Dünow zuckt nach eigener Aussage immer ein bisschen zusammen, wenn jemand erklärt, die Gedenkstätten seien gerade jetzt wichtig. Denn das lege den falschen Verdacht nahe, es könnte Zeiten geben, in denen sie nicht wichtig wären. Eingedenk dessen will sich der Kulturstaatssekretär bemühen, bei dem Termin in der Landesvertretung nichts dergleichen zu sagen. Da muss er sich allerdings sehr zusammenreißen, wie er erklärt. Denn am Tag zuvor erlebte Dünow im Kulturausschuss des Landtags etwas, das er nicht für möglich gehalten hatte. Stiftungsdirektor Axel Drecoll war eingeladen, die Abgeordneten über die Vorbereitungen auf den 80. Jahrestag der Befreiung in Kenntnis zu setzen.

Am 8. Mai 1985 hatte der damalige Bundespräsident Richard von Weizsäcker (CDU) in einer Rede Sätze gesagt, die in der DDR gesprochen etwas Selbstverständliches gewesen wären, aber in der alten Bundesrepublik lange auf sich warten ließen. Denn dort empfanden nicht nur unverbesserliche Altnazis das Ende des Zweiten Weltkrieges als schmerzliche Niederlage. Da nun meinte Richard von Weizsäcker 1985 endlich: »Der 8. Mai war ein Tag der Befreiung. Er hat uns alle befreit von dem menschenverachtenden System der nationalsozialistischen Gewaltherrschaft.«

Spätestens seitdem sollte es doch übereinstimmende Meinung sein, dass der 8. Mai 1945 eine Befreiung bedeutete, glaubt Kulturstaatssekretär Dünow. Er zeigt sich am Donnerstag »erschüttert«, dass ein Landtagsabgeordneter dies am Mittwoch infrage gestellt habe. Gemeint ist damit der Abgeordnete Dominik Kaufner (AfD). Kaufner ist 42 Jahre alt. Er stammt aus dem niederbayerischen Mainburg, studierte an der Universität Regensburg und lebt inzwischen in Dallgow-Döberitz. Die letzten neun Jahre vor seinem Einzug in den Landtag Ende 2024 unterrichtete Kaufner Englisch und Geschichte an einem Gymnasium in Berlin. Befragt nach seinem eigenen Geschichtsbild sagte er Mitte Januar: »Ein positiver Bezug zur deutschen Geschichte gehört für mich dazu.«

Seinerzeit gab es Streit und Proteste, weil die AfD Kaufner als Vorsitzenden des Bildungsausschusses vorgeschlagen hatte.

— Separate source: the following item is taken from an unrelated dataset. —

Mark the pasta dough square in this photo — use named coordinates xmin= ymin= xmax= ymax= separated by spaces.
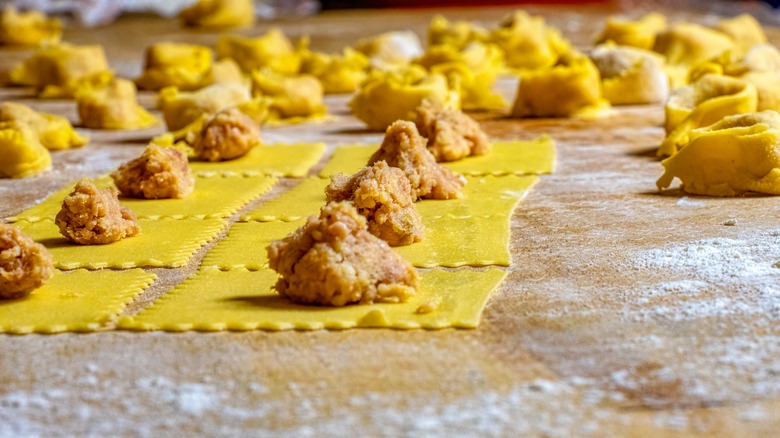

Angeblich gehörte er jedoch zu 11 von 30 AfD-Landtagsabgeordneten, die vom Verfassungsschutz als Rechtsextremisten eingestuft sein sollen. Auf eine parlamentarische Anfrage antwortete das Innenministerium der AfD-Fraktion allerdings kürzlich, dass Kaufner vom Geheimdienst nicht als gesichert rechtsextrem geführt werde. Die AfD will, dass er nun doch noch zum Ausschussvorsitzenden gewählt wird. Bei der Abstimmung im Januar war er durchgefallen.